During Ivalua on Air, we hosted a roundtable on the ‘Best Practices For Deploying A Global Spend Management Solution’, it was a great honour to have Blaine Hurley, Senior Director for the Sourcing Excellence Group within Global Strategic Sourcing at WHIRLPOOL, Matteo Perondi Group Procurement Strategy & Delivery – Procurement Excellence Head at GENERALI and Paul Noel SVP of Procurement Solutions at IVALUA sharing their expertise and knowledge on global project management (and some cooking tips) … for those of you who were unable to attend here are the main bits you missed:
- The most important part of a spend management project is Data… Good Data! When you want to prepare a good dish, it is not enough you have a good skills and a good receipt you need first good ingredients, fresh ones, in the correct season, that can fit together. In the same way, for an effective spend management, you need good data. “I have seen company with many data, but often useless and other company with few data but perfectly linked and able to provide timely insights.” Once you decide with data you need and you can have, then you can decide which departments should be involved.
- Involve all internal actors in the early phase of the project: Finance, Legal and IT departments.
- Think globally, but act locally. Align global processes and standards as much as possible keeping in mind some parts of the world have different regulations that require some variance in process flow. Understand the local while thinking of the global consequences. “The result is a fusion that works everywhere but retains a local flavour in each region”.

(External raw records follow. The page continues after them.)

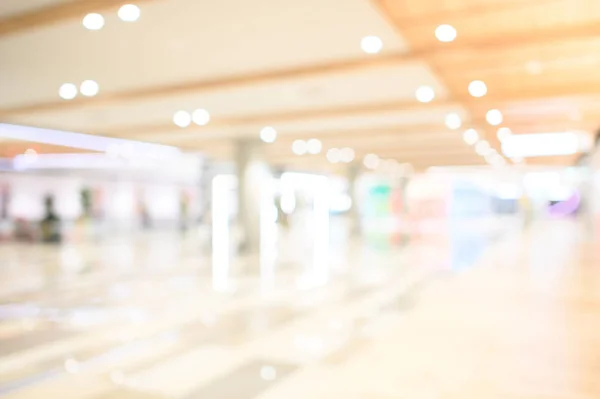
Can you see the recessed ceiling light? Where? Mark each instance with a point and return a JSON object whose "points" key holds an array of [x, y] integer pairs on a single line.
{"points": [[89, 88], [71, 366], [425, 94], [482, 148], [371, 161], [477, 88], [268, 134], [201, 117], [494, 117], [333, 155], [67, 91], [453, 121], [371, 44], [129, 13], [534, 67], [299, 147], [503, 133], [314, 146], [445, 33], [182, 119], [268, 373], [93, 21], [347, 155], [470, 136], [30, 155]]}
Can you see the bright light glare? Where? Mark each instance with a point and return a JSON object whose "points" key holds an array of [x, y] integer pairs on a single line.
{"points": [[334, 155], [268, 373], [299, 147], [268, 134], [93, 21], [347, 155], [503, 133], [129, 13], [445, 33], [494, 117], [30, 155], [314, 146], [453, 121], [477, 88], [470, 136], [67, 91], [371, 44], [89, 88], [201, 117], [425, 94], [482, 148], [543, 144], [371, 161], [182, 119]]}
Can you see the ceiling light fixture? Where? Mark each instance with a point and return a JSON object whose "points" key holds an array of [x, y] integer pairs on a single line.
{"points": [[545, 144], [299, 147], [201, 117], [477, 88], [470, 136], [268, 134], [445, 33], [425, 94], [93, 21], [482, 148], [453, 121], [503, 133], [314, 146], [89, 88], [371, 161], [333, 155], [494, 117], [67, 91], [371, 44], [129, 13], [182, 119], [347, 155]]}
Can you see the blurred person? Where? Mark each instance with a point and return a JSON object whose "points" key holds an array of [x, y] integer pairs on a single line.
{"points": [[282, 217], [527, 210], [50, 224], [184, 211]]}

- Get global and local teams to work together “global team helped with regional design sessions because they brought a global perspective and helped break barriers at the regional level with creative ideas and new thinking”.
- Distinguish between what is immediately needed and what you want eventually. “Think about crawl, walk, run in everything you do during the specification and planning phases. It helps to focus on what’s critical and possible first”.
- Keep in mind that Change Management is the single biggest challenge of any project, especially when you are talking about a multi-year, multi-phase project in many regions around the globe. It must start from the initial proposal and never ends. “Each Region and group impacted by this change must understand why they need to change, what benefit they get personally by changing, and that they feel like they have some ownership to this change through direct input and involvement. Change management is much more than training and communication, it is your opportunity to win the hearts and minds of the organization and must be a full time priority at every level of the company.”
- Upfront preparation is your best defence to delays. Second is strong program management. “A good PM needs to hold all people accountable to meet their commitments and manage this through the development of a clear process work flow and project schedule with milestones so that everyone has visibility as to who is required to do what and by when.”
- Engage interest and support from employees and users, by showing them how we can improve their quality of life and efficiency by sharing the vision of current vs future state. Give them a reason to “want” to change.